Sarebbe giusto che l’antifascismo fosse finito quando finì l’antagonista da cui prende il nome: il fascismo è morto e sepolto e non può sopravvivergli il suo antidoto, nato con la missione di abbatterlo. Questo fu, del resto, lo spirito che prevalse nell’Italia democristiana, che rasserenò il Paese. Quando invece una festa aumenta l’enfasi col passare degli anni anziché attenuarsi, come è legge naturale del tempo, allora sa d’inganno e di uso cinico per altri scopi. E poi è una commemorazione solo celebrativa, a differenza delle altre ricorrenze nazionali, si pensi al 4 novembre, in cui si ricordano anche infamie e orrori della Grande Guerra; invece nel 25 aprile è vietato ricordare le pagine sporche o sanguinarie che l’hanno accompagnata e distinguere tra chi combatteva per la libertà e chi voleva instaurare un’altra dittatura.

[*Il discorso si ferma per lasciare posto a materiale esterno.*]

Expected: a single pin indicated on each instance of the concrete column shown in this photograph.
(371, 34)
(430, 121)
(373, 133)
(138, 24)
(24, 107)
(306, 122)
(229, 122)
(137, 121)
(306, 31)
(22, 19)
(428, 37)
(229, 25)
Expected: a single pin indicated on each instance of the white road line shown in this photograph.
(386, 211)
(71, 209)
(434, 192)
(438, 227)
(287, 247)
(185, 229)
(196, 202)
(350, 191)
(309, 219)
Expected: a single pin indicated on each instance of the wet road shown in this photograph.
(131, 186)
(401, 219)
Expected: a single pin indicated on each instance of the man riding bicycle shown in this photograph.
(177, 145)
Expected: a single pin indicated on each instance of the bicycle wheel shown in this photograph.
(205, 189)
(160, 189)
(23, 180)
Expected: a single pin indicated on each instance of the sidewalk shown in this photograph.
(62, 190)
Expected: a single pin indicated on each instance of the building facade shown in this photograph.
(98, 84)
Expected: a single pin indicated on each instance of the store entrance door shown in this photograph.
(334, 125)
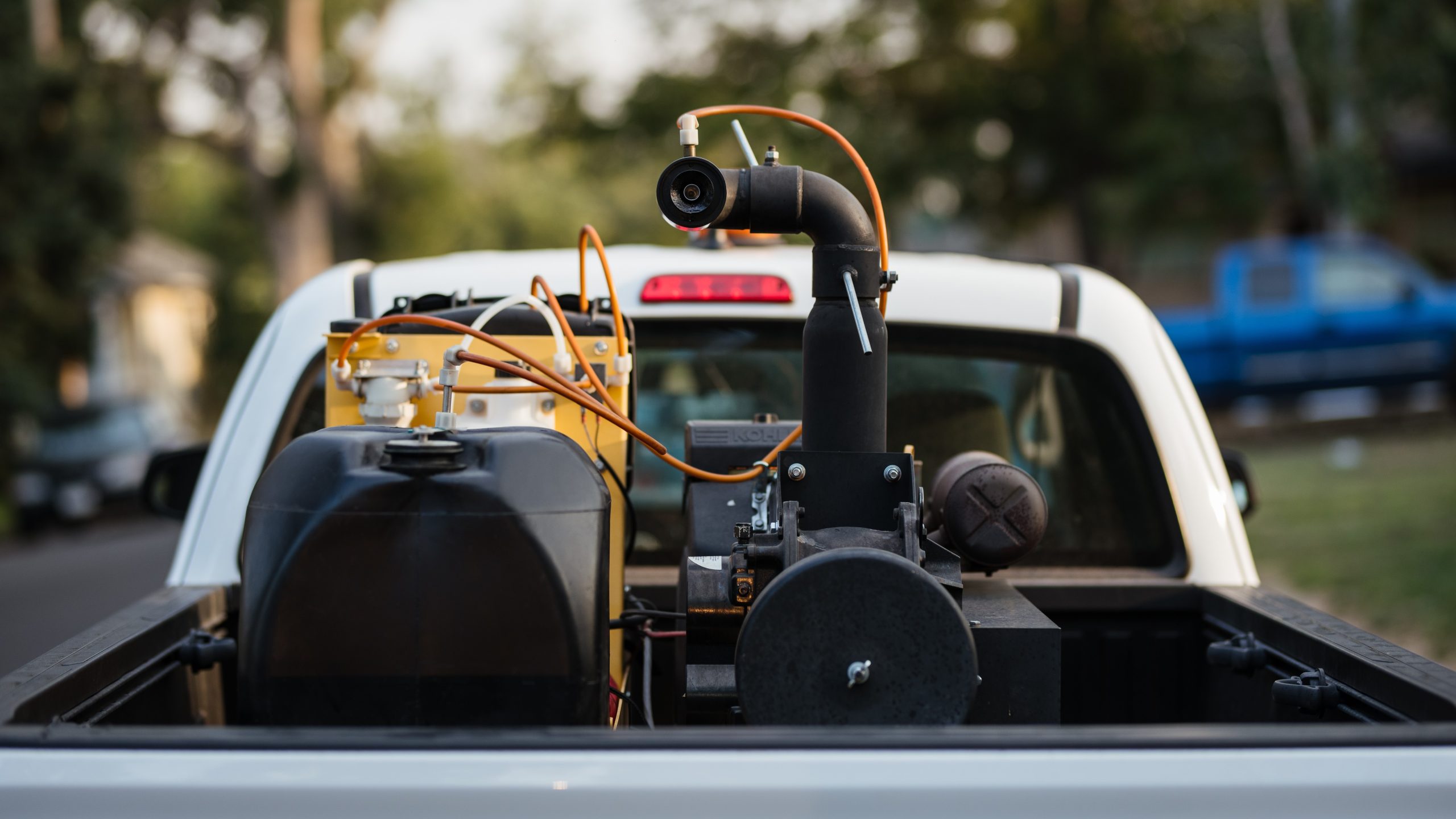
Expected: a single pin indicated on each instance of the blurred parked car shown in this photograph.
(76, 461)
(1292, 315)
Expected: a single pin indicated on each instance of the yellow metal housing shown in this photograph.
(593, 435)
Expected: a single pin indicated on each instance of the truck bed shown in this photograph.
(1135, 672)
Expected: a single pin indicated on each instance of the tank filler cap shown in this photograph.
(423, 454)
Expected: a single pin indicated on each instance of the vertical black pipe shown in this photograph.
(843, 388)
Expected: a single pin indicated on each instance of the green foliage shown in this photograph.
(197, 196)
(63, 206)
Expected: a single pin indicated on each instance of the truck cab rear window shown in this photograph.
(1054, 407)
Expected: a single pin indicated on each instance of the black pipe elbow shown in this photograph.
(833, 216)
(693, 195)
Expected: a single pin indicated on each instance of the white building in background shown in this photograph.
(152, 314)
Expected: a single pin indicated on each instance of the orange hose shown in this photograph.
(854, 155)
(589, 232)
(488, 390)
(574, 346)
(561, 387)
(578, 397)
(606, 397)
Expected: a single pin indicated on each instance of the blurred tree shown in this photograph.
(63, 197)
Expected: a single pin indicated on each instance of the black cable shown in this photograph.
(630, 701)
(631, 509)
(653, 613)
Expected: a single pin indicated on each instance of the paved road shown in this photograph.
(59, 585)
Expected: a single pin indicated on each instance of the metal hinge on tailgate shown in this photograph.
(1241, 653)
(1312, 693)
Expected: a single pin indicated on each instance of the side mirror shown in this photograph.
(1242, 481)
(171, 481)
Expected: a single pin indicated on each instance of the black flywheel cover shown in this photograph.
(816, 621)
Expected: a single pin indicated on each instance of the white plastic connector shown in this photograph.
(688, 130)
(621, 366)
(342, 377)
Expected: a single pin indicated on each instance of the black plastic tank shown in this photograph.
(456, 581)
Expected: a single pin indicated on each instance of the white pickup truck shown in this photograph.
(1177, 684)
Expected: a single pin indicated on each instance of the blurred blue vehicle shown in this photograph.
(1293, 315)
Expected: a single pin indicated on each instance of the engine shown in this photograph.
(471, 572)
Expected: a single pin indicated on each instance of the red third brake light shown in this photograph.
(717, 288)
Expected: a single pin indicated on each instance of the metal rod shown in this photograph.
(854, 305)
(743, 143)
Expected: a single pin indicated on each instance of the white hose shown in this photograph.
(561, 362)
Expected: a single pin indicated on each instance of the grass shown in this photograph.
(1376, 541)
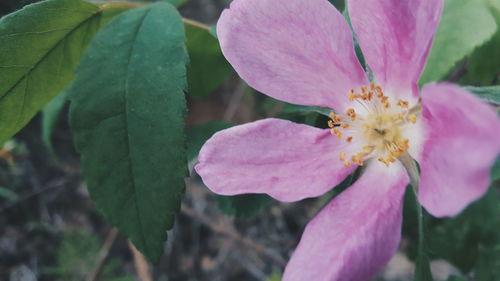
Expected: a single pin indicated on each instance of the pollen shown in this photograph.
(377, 126)
(412, 118)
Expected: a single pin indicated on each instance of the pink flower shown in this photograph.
(301, 51)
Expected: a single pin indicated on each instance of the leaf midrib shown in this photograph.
(127, 139)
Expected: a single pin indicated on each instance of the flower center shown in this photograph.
(377, 127)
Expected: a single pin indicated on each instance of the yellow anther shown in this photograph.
(335, 117)
(352, 96)
(412, 118)
(351, 113)
(383, 161)
(400, 117)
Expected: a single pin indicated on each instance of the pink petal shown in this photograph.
(288, 161)
(298, 51)
(463, 143)
(395, 37)
(357, 233)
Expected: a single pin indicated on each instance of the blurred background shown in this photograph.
(50, 230)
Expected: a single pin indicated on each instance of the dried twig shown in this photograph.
(231, 234)
(103, 254)
(140, 263)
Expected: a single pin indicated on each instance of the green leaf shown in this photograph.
(483, 66)
(464, 26)
(495, 171)
(176, 3)
(50, 116)
(490, 94)
(40, 47)
(129, 122)
(245, 205)
(199, 134)
(422, 268)
(208, 68)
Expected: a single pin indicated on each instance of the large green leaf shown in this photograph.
(208, 68)
(40, 47)
(490, 94)
(465, 25)
(483, 65)
(50, 116)
(197, 135)
(127, 109)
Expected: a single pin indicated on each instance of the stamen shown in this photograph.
(403, 103)
(379, 129)
(412, 118)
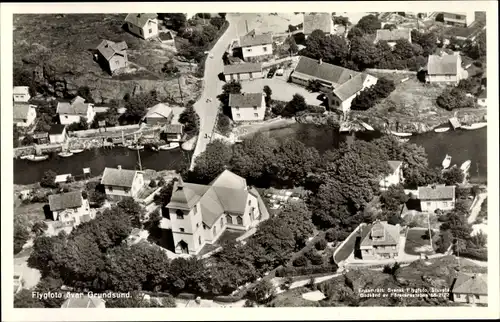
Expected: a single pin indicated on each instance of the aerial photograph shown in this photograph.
(273, 159)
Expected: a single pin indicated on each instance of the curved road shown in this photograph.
(212, 85)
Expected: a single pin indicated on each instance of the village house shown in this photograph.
(239, 72)
(70, 208)
(317, 21)
(83, 302)
(391, 36)
(199, 214)
(173, 132)
(75, 110)
(395, 177)
(255, 46)
(436, 197)
(381, 242)
(119, 183)
(57, 133)
(247, 106)
(470, 288)
(144, 25)
(24, 114)
(112, 56)
(21, 93)
(445, 68)
(339, 84)
(159, 114)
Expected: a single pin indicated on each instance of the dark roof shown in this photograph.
(252, 39)
(471, 284)
(109, 48)
(314, 21)
(118, 177)
(242, 68)
(393, 35)
(173, 128)
(245, 100)
(140, 19)
(66, 200)
(442, 65)
(436, 193)
(57, 129)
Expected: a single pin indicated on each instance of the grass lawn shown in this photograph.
(416, 244)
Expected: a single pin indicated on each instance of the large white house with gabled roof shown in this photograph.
(199, 214)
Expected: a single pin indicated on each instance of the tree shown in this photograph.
(369, 24)
(49, 179)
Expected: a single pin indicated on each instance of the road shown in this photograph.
(212, 86)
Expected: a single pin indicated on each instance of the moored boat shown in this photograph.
(446, 162)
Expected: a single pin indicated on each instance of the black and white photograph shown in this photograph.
(250, 159)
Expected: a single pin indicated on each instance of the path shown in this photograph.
(476, 207)
(212, 86)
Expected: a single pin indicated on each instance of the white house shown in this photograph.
(394, 178)
(247, 106)
(120, 183)
(436, 197)
(144, 25)
(74, 110)
(70, 208)
(21, 94)
(24, 114)
(199, 214)
(255, 46)
(57, 133)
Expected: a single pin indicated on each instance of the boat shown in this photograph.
(401, 134)
(136, 147)
(65, 154)
(465, 166)
(441, 129)
(446, 162)
(37, 158)
(169, 146)
(474, 126)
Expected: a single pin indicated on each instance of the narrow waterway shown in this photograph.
(462, 145)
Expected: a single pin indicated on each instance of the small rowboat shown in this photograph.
(446, 162)
(65, 154)
(37, 158)
(169, 146)
(401, 134)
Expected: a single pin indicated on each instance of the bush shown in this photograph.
(300, 261)
(321, 244)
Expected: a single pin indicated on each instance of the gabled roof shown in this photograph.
(242, 68)
(350, 87)
(118, 177)
(245, 100)
(66, 200)
(140, 19)
(442, 65)
(160, 110)
(314, 21)
(82, 302)
(335, 74)
(390, 234)
(393, 35)
(252, 39)
(471, 284)
(76, 106)
(109, 48)
(436, 193)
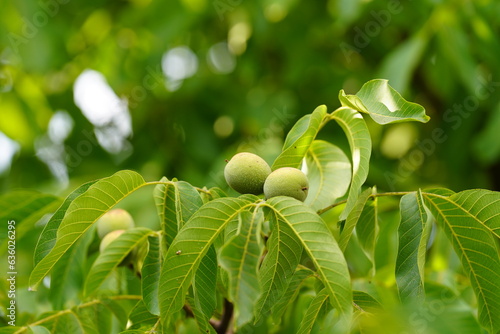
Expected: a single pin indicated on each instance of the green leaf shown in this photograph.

Infine celebrando sempre e solo il 25 aprile, unica festa civile in Italia, si riduce la storia millenaria di una patria, di una nazione, ai suoi ultimi tempi feroci e divisi. Troppo poco per l’Italia e per la sua antica civiltà.
Come se ne esce dall’impasse? Con una dichiarazione di principio da condividere, pur ciascuno con le sue motivazioni: la libertà e la democrazia vanno difese da ogni tentazione dispotica, oligarchica e totalitaria – passata, presente e futura – l’amor patrio comune prevalga su ogni antistorica contrapposizione di parte, pur nella legittimità di avere giudizi storici differenti. Ed è più che maturo, anzi tardivo, il tempo di restituire il fascismo e l’antifascismo alla storia, liberando la politica da usi e abusi impropri e anacronistici del passato remoto. Coltiviamo la memoria storica ma la nostra storia non comincia e non finisce il 1945.
Non sarete d’accordo su niente, su molto o su qualcosa di quel che abbiamo scritto ma converrete che una storia del fascismo, dell’antifascismo e della loro eredità così breve e secca forse non vi era mai capitato di leggere.